Vortex bildet den Abschluss der Spin-Trilogie, Wilsons bisher wohl ambitioniertestem Werk. Turk Findley und Isaac Dvali, die am Ende von Axis von den Hypothetischen durch einen temporalen Bogen geschleust worden waren, werden 10.000 Jahre in die Zukunft versetzt, auf eine riesige künstliche Insel namens Vox, welche auf den Meeren der durch Hypothetischen-Bögen miteinander verbundenen Planeten treibt. Die Bewohner von Vox haben aufgrund ihres Wissens um die von ihnen verehrten Hypothetischen die Ankunft von Turk und Isaac erwartet. Ihre quasi-religiöse Hoffnung ist darauf gerichtet, durch die Vermittlung der beiden "Zeitreisenden" eine Aufnahme ihrer Gemeinschaft in das Netzwerk der Hypothetischen zu erlangen. Mehr soll an dieser Stelle nicht verraten werden.

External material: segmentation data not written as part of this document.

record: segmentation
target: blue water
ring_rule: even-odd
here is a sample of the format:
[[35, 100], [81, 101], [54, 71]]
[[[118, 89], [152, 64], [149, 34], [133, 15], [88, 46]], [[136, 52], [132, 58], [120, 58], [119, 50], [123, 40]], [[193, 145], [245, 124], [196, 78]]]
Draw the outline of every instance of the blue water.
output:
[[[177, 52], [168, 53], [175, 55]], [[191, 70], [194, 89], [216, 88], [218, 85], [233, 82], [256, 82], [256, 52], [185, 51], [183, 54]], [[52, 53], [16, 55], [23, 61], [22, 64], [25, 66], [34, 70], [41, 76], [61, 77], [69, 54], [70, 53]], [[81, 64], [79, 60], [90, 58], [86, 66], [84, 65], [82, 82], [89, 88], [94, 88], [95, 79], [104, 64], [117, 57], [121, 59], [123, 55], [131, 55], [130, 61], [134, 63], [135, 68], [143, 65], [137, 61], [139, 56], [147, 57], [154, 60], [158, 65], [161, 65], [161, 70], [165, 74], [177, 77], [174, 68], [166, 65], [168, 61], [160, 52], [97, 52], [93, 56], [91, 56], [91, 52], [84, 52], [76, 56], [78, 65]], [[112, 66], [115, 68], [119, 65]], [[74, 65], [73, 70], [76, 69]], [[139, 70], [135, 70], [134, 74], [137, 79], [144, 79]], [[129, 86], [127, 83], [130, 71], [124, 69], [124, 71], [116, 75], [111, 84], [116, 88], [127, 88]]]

Isaac Dvali, der ja bereits von der Gemeinschaft seiner "Schöpfer" mit den Hypothetischen verlinkt worden war, hat die Fähigkeit erlangt, wie die Hypothetischen die Zeit zu manipulieren. Er bricht am Ende von Vortex zu einer Reise auf, die ihn buchstäblich an das Ende von Raum und Zeit - und darüber hinaus - führt. Das Ende erinnert in seinem Bombast an das Finale von Darwinia. Es ist schade, dass diese Ereignisse auf nur wenigen Seiten beschrieben werden und die Beschreibung äußert vage bleibt. Nach meiner Erfahrung ist das regelmäßig der Preis, den SF-Autoren (und damit auch die Leser) zahlen müssen, wenn die große kosmologische Keule rausgeholt wird (das hat man z.B. oft bei Peter Hamilton).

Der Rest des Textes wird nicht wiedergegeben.